让我惊讶的是,高盛的高层领导竟忽略了最基本的一点:如果客户不信任你,他们最终不会选择跟你做生意,无论你有多么地聪明。
These days, the most common question I get from junior analysts about derivatives is, “How much money did we make off the client?” It bothers me every time I hear it, because it is a clear reflection of what they are observing from their leaders about the way they should behave. Now project 10 years into the future: You don’t have to be a rocket scientist to figure out that the junior analyst sitting quietly in the corner of the room hearing about “muppets,” “ripping eyeballs out” and “getting paid” doesn’t exactly turn into a model citizen.
如今,初级分析师最经常向我提出的问题是“过去我们从这个客户身上赚了多少钱?”每次我听到这个问题就感到厌烦,因为这事实上反映了他们从领导身上学到的做事方式。让我们想象一下10年后的高盛:这些整天被教导如何把客户当作“提线木偶”、如何抓取眼球、如何赚取报酬的初级分析师,不可能成为对社会有用的公民。
When I was a first-year analyst I didn’t know where the bathroom was, or how to tie my shoelaces. I was taught to be concerned with learning the ropes, finding out what a derivative was, understanding finance, getting to know our clients and what motivated them, learning how they defined success and what we could do to help them get there.
我做分析师的第一年时,我不知道浴室在哪里也不知道怎么系鞋带。我所接受到的指导就是要努力学习,搞清楚什么是衍生品、学着理解金融、了解客户和让他们投资的动因、了解他们如何定义成功以及我们如何做能够让他们获得那种成功。

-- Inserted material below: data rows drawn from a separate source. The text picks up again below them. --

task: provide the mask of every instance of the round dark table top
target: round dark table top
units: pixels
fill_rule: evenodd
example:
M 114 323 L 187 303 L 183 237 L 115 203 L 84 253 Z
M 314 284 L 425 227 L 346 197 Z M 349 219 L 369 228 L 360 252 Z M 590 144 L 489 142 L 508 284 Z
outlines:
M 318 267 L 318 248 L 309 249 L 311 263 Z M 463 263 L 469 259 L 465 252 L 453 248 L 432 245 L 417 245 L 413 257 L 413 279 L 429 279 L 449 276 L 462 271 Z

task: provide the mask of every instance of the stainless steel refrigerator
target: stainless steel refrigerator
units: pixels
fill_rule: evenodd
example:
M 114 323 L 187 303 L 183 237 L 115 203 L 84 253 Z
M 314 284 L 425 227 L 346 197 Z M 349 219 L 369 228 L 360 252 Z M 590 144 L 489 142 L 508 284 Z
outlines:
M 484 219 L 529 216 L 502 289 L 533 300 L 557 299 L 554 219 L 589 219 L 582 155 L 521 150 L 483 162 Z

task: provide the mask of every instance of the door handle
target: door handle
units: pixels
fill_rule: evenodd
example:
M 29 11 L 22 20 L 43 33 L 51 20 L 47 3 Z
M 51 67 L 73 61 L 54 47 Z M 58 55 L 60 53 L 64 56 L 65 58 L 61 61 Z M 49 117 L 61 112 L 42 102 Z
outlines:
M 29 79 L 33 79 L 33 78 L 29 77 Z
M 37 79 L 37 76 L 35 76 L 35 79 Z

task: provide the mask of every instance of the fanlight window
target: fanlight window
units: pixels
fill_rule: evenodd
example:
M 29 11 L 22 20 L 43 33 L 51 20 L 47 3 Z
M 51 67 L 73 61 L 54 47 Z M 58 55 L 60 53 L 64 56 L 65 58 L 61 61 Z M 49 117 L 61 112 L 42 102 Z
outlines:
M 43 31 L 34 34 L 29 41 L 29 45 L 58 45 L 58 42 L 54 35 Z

My proudest moments in life — getting a full scholarship to go from South Africa to Stanford University, being selected as a Rhodes Scholar national finalist, winning a bronze medal for table tennis at the Maccabiah Games in Israel, known as the Jewish Olympics — have all come through hard work, with no shortcuts. Goldman Sachs today has become too much about shortcuts and not enough about achievement. It just doesn’t feel right to me anymore.
我人生中最骄傲的时刻——从南非到斯坦福大学求学获得全额奖学金、被选为罗氏奖学金在美国的最终得奖者、在号称犹太人奥运会的以色列马卡比运动会上赢得一枚乒乓球比赛的铜牌——都经过了努力奋斗,没有走捷径。今天的高盛已经变得太注重捷径,不够重视成就。这让我再也没有好感。

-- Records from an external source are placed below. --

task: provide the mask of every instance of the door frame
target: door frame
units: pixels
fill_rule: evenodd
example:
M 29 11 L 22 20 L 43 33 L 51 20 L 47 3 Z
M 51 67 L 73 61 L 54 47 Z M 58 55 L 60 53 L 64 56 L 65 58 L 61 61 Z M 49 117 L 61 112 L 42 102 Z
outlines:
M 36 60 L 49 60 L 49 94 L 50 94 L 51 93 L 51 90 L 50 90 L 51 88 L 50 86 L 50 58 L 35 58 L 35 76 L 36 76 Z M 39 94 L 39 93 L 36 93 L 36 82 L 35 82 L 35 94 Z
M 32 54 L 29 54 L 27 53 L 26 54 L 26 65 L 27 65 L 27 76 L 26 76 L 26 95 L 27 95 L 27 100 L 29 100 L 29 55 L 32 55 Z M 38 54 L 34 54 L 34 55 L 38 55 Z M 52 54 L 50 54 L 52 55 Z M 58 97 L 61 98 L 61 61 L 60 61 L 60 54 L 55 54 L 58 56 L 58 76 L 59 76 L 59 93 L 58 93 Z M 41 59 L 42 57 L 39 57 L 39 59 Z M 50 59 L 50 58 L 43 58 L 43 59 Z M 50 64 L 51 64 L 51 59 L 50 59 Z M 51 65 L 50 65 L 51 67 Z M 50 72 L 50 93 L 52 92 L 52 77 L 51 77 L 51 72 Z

I hope this can be a wake-up call to the board of directors. Make the client the focal point of your business again. Without clients you will not make money. In fact, you will not exist. Weed out the morally bankrupt people, no matter how much money they make for the firm. And get the culture right again, so people want to work here for the right reasons. People who care only about making money will not sustain this firm — or the trust of its clients — for very much longer.
我希望我的离开能够唤醒现在高盛的董事会领导。再把客户重新摆在你们生意的重点上吧。如果没有客户,你们一分钱也赚不到。事实上,没有客户,高盛都不能得以存在。把那些道德败坏的人清理出高盛的大门。不管他们能为这家投行赚多少钱。把高盛的企业文化重新摆正,让真正的人才有足够的理由在这里工作下去,让那些只关心赚钱的人在这个投行无法立足,让客户对这家投行的信任一直坚定下去。